Getting Excited About Potentially Adding Chipotle

Sometimes some of the best franchises never really go on sale, so when they get hit with an exogenous, temporary shock such as what is currently happening with Chipotle (CMG), we pay very close attention.

In our view, the market is over-reacting to transient E. coli scares that are helping to mark down the company’s equity to more palatable prices for interested “new money.” Chipotle’s shares still aren’t terribly cheap on the basis of our discounted cash-flow process, but we simply can’t ignore the price fall, which has sent the burrito-making giant’s shares under $500, breaching through our fair value estimate to the downside – remember, the Valuentum process first requires a firm’s equity to bottom, form a base and then turn upward for consideration (we’re not quite there yet).

Though we’re sorry to hear anyone get sick, we’re pretty excited about Chipotle’s shares potentially offering investors a gift at “present” prices. Time and time again we have seen restaurants bounce back from transient dynamics – Yum! Brands’ (YUM) KFC in China (bird flu, poultry sourcing), McDonald’s (MCD) “unhealthy” persona – and, from our perspective, the consumer tends to have a very, very short memory, always returning to the brand. Remember Supersize Me? Chipotle is a fantastic, resilient organization.
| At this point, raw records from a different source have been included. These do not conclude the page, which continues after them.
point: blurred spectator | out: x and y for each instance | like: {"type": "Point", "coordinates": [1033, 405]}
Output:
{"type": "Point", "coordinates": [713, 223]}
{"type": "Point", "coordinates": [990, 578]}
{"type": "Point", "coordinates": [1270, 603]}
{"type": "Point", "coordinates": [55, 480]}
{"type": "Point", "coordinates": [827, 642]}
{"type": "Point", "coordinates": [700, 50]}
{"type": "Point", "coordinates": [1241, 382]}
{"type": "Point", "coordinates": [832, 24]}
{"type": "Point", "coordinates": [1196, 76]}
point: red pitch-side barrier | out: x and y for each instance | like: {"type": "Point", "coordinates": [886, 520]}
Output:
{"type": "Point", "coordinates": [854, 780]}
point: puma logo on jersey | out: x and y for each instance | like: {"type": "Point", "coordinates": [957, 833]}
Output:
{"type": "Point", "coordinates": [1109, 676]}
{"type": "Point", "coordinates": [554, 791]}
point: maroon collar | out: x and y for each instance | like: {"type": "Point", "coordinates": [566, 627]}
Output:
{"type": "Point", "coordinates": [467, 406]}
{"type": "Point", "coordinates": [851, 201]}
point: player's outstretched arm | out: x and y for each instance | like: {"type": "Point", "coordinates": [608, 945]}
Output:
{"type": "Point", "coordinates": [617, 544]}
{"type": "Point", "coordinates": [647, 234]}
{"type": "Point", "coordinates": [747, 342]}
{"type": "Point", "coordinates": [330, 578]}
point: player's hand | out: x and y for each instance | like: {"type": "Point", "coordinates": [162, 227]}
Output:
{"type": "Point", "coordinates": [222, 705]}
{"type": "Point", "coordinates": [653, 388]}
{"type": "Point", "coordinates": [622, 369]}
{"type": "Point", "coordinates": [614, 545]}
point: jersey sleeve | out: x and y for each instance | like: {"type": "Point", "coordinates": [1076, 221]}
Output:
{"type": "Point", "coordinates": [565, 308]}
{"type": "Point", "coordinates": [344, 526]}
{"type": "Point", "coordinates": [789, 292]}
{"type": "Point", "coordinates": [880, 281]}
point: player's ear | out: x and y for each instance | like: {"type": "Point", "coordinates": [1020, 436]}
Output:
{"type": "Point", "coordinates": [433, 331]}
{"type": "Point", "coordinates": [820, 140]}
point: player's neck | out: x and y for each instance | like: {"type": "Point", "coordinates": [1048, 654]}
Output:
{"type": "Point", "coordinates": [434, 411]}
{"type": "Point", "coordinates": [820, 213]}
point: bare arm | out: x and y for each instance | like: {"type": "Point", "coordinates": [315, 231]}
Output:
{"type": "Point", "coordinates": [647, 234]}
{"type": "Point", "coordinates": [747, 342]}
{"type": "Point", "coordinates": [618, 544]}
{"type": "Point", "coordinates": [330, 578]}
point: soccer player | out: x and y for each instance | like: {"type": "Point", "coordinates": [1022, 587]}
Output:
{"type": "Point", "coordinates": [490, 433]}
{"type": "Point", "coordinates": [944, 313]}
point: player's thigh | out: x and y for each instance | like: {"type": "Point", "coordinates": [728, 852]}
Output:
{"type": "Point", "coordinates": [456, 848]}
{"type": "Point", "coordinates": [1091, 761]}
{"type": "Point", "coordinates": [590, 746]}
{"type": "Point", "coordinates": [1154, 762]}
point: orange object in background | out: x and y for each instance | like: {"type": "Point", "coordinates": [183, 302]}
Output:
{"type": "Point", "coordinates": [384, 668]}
To think that Chipotle can’t improve both sourcing and marketing to restore a positive perception over the long haul just doesn’t make sense, in our view. It seems, to us, that many aggressive-growth, technically-oriented investors are jumping ship as the company’s metrics will likely fall short of what might pass muster in the near term. This may mean the stock could be under pressure for some time longer still, but it also means that there is a growing likelihood shares are being overly punished. This could be a fantastic development for investors looking to hold shares for a very long time.

Though just one of billions on this planet, I ate at the local Chipotle this week with no fear, and I continue to have no concerns about the restaurant’s food quality at all. More than half of respondents to a CNBC survey don’t agree with me, but the negativity will inevitably fade (as it always does), and customers will come back. Chipotle has become a staple in many urban-oriented environments and the go-to place for fast-moving executives and millennials alike. This may not be a popular statement, but we’re going to have logic win the day on this one: with “five people in three states” getting sick “on top of 53 known cases from a prior outbreak” (58 in total), the math equates to odds closer to one in a million people getting sick. One in 10 million? One in 100 million? Chipotle serves an incredible number of guests in a given day.

The media is doing what it does best and blowing the story out of proportion. Our fair value estimate of Chipotle is $540 per share, and while this implies only modest upside potential at the moment, there may be more sledding in shares to come as aggressive growth, quarterly-earnings-chasing money managers jump ship, handing what we would consider to be a gift for longer-term investors seeking incremental restaurant exposure in the wake of ultra-low prices at the pump. We’re starting to get interested in a position in the Best Ideas Newsletter portfolio, even as we note there may be a better price yet.

We’re being patient but we wanted to put this one on your radar pronto.